SLR: Properties of the Slope Estimator¶

The Formulas¶

\[ E(\hat{\beta}_1) = \beta_1 \]

\[ \text{Var}(\hat{\beta}_1) = \frac{\sigma^2}{S_{xx}} = \frac{\sigma^2}{\sum_{i=1}^n (x_i - \bar{x})^2} \]

What They Mean¶

The first equation says: \(\hat{\beta}_1\) is unbiased. If you could repeat your experiment infinitely many times — collecting new data each time and computing a new slope — the average of all those slopes would be exactly the true slope \(\beta_1\). Your estimator doesn't systematically overshoot or undershoot. On average, it's dead on.

The second equation tells you how much \(\hat{\beta}_1\) would bounce around across all those hypothetical repetitions. Every time you collect new data, you'd get a slightly different slope. The variance formula tells you how spread out those slopes would be.

Two things make \(\hat{\beta}_1\) more precise: smaller noise (\(\sigma^2\)) and more spread in \(x\) (\(S_{xx}\)).

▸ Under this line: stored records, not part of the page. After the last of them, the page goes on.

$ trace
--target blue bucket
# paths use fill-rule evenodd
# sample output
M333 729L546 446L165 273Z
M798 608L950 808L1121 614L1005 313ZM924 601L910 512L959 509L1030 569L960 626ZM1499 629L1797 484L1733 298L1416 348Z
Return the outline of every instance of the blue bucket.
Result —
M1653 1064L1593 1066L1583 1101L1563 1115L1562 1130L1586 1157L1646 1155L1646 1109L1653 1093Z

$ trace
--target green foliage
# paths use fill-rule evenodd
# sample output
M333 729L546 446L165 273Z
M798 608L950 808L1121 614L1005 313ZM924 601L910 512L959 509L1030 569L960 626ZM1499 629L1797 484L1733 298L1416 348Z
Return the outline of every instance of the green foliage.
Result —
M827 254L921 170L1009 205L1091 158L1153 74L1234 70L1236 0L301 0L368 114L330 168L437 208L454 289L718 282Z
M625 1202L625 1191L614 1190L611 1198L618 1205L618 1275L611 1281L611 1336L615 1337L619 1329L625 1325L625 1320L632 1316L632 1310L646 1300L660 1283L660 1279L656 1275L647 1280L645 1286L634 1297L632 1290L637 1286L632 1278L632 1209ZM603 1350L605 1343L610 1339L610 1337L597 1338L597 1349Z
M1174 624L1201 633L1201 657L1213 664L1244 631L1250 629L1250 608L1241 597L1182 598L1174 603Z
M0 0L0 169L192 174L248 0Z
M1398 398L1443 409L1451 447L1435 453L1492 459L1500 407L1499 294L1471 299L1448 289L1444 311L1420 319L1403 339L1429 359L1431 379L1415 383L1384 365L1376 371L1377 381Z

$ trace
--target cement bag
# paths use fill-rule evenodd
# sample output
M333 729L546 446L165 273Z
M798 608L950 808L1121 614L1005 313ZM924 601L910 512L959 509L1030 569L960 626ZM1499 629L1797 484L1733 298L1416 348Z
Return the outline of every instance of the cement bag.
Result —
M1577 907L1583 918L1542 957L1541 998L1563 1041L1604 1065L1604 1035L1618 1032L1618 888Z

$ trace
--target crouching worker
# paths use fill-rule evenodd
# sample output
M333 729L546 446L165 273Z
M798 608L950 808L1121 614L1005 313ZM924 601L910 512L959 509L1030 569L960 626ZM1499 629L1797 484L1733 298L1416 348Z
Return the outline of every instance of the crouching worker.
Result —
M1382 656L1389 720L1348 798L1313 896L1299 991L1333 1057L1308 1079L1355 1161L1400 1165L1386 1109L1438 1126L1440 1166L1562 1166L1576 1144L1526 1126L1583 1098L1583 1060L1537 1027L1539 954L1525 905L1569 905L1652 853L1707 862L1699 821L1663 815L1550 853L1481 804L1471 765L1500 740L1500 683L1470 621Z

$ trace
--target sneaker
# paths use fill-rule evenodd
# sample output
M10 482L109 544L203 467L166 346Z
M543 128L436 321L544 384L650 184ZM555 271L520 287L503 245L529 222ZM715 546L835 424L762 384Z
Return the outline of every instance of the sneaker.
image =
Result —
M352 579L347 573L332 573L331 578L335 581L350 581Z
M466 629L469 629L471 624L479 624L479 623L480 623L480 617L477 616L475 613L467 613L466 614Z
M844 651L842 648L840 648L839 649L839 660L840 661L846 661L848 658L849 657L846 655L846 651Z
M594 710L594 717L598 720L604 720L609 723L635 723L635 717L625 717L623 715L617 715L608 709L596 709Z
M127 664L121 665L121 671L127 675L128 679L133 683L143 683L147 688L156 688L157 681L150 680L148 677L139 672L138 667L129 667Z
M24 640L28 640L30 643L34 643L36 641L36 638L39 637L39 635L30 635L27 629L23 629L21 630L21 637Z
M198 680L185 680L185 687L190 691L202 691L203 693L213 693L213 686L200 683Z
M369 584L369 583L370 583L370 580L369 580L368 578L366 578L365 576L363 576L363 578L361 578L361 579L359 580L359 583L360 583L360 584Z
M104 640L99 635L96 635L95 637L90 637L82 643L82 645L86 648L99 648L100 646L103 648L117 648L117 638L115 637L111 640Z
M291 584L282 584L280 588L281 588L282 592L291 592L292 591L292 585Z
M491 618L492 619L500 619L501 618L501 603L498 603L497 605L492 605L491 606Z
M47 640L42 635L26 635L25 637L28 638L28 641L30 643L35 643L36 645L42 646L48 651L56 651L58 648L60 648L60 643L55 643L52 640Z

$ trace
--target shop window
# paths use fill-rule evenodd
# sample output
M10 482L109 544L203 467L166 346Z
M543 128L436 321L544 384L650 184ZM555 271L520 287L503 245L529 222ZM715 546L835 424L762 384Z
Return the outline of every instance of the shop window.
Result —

Both are deeply intuitive once you see why.

Why It Works — The Intuition¶

First: Rewrite \(\hat{\beta}_1\) as a Linear Combination of \(y_i\)'s¶

This is the key insight that unlocks everything. The slope estimator looks like a complicated ratio, but it's secretly just a weighted sum of the \(y\) values:

\[ \hat{\beta}_1 = \frac{\sum(x_i - \bar{x})(y_i - \bar{y})}{S_{xx}} \]

With some algebra (expanding and using the fact that \(\sum(x_i - \bar{x}) = 0\)), this simplifies to:

\[ \hat{\beta}_1 = \sum_{i=1}^n c_i \, y_i \quad \text{where} \quad c_i = \frac{x_i - \bar{x}}{S_{xx}} \]

This is huge. The slope is a linear function of the \(y_i\)'s. The weights \(c_i\) depend only on the \(x\) values, which we treat as fixed. Points with \(x\) values far from \(\bar{x}\) get more weight — they have more "leverage" on the slope. Points near \(\bar{x}\) barely influence it at all.

Let's verify the weights make sense:

\[ \sum c_i = \frac{\sum(x_i - \bar{x})}{S_{xx}} = \frac{0}{S_{xx}} = 0 \]

The weights sum to zero — positive for \(x_i > \bar{x}\), negative for \(x_i < \bar{x}\). This is exactly what a slope should do: it contrasts the \(y\) values on the right side of the data against the \(y\) values on the left.

Proving \(E(\hat{\beta}_1) = \beta_1\) (Unbiasedness)¶

Since \(\hat{\beta}_1 = \sum c_i y_i\) and each \(y_i = \beta_0 + \beta_1 x_i + \varepsilon_i\):

\[ \hat{\beta}_1 = \sum c_i (\beta_0 + \beta_1 x_i + \varepsilon_i) = \beta_0 \sum c_i + \beta_1 \sum c_i x_i + \sum c_i \varepsilon_i \]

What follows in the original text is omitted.